# Methodology

## Evidence bar

Before labeling work as a **finding**:

1. State the hypothesis and the falsification criteria (what would convince you the hypothesis is wrong).
2. List data sources and versions; link protocols in [methods/](../methods/) or equivalent.
3. Describe analysis steps enough that another researcher could critique or reproduce the logic (code or pseudocode as appropriate).
4. List limitations, confounders, and alternative explanations.

## Claims discipline

- Separate **results** (what was observed or computed) from **interpretation**.
- Mark confidence: exploratory, provisional, supported (with caveats), or established (only when externally validated or exceptionally well evidenced).
- When using generative or automated assistants, note where summaries were AI-assisted and verify citations against primary sources.

## Branch and naming conventions (suggested)

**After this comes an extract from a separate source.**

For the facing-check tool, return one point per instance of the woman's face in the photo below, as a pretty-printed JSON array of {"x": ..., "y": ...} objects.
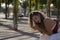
[{"x": 36, "y": 18}]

- `main` stays integration-ready; use short-lived branches: `topic/<slug>`, `fix/<slug>`, `docs/<slug>`.
- Prefix issue titles for triage: `[Hypothesis]`, `[Methods]`, `[Finding]`, `[Docs]`, `[Tooling]`.

## Outputs

- Place generated tables, figures, and exports that belong in version control under [artifacts/](../artifacts/) with a short README note on how they were produced.
- Prefer deterministic scripts in [scripts/](../scripts/) over one-off undocumented steps.

---

## Data Harvesting

The harvest-to-unknown pipeline integrates external scientific databases to surface bridge candidates and open questions.

### Pipeline stages

1. **API query** — A harvester script in `scripts/harvesters/` queries an external source (e.g., OpenAlex, PubMed) for papers matching a cross-domain concept pair (e.g., "Percolation theory" + "Ecology"). Only metadata and abstracts are retrieved; full paper text is never ingested.

2. **Abstract analysis** — The harvester reconstructs the abstract, extracts concept tags, and computes citation counts. It records a `bridge_hint` field encoding the two-field span.

3. **Candidate YAML stub** — Promising papers are serialized to a JSON staging file under `drafts/` (e.g., `drafts/openalex_candidates.json`). Each entry carries source attribution (DOI, API source, harvest date) to satisfy `docs/ETHICS_REPRODUCIBILITY_AND_DATA.md`.

4. **Human expert review** — A domain expert reads the stub, evaluates scientific plausibility, updates confidence levels, and converts the entry to a structured YAML record.

5. **Merge to main** — Reviewed records are promoted to `cross-domain/` (bridges) or `unknowns-catalog/` (open questions) via a normal PR. CI validates schema before merge. No harvested stub reaches `main` without human sign-off.

### Traceability

- Every merged record retains `source:` and `doi:` fields linking back to the originating paper.
- Harvest scripts are deterministic: re-running with the same concept pair and `--top` value reproduces the same candidate list (modulo upstream API updates).
- See `docs/DATA_SOURCES.md` for the full catalog of integrated and planned sources.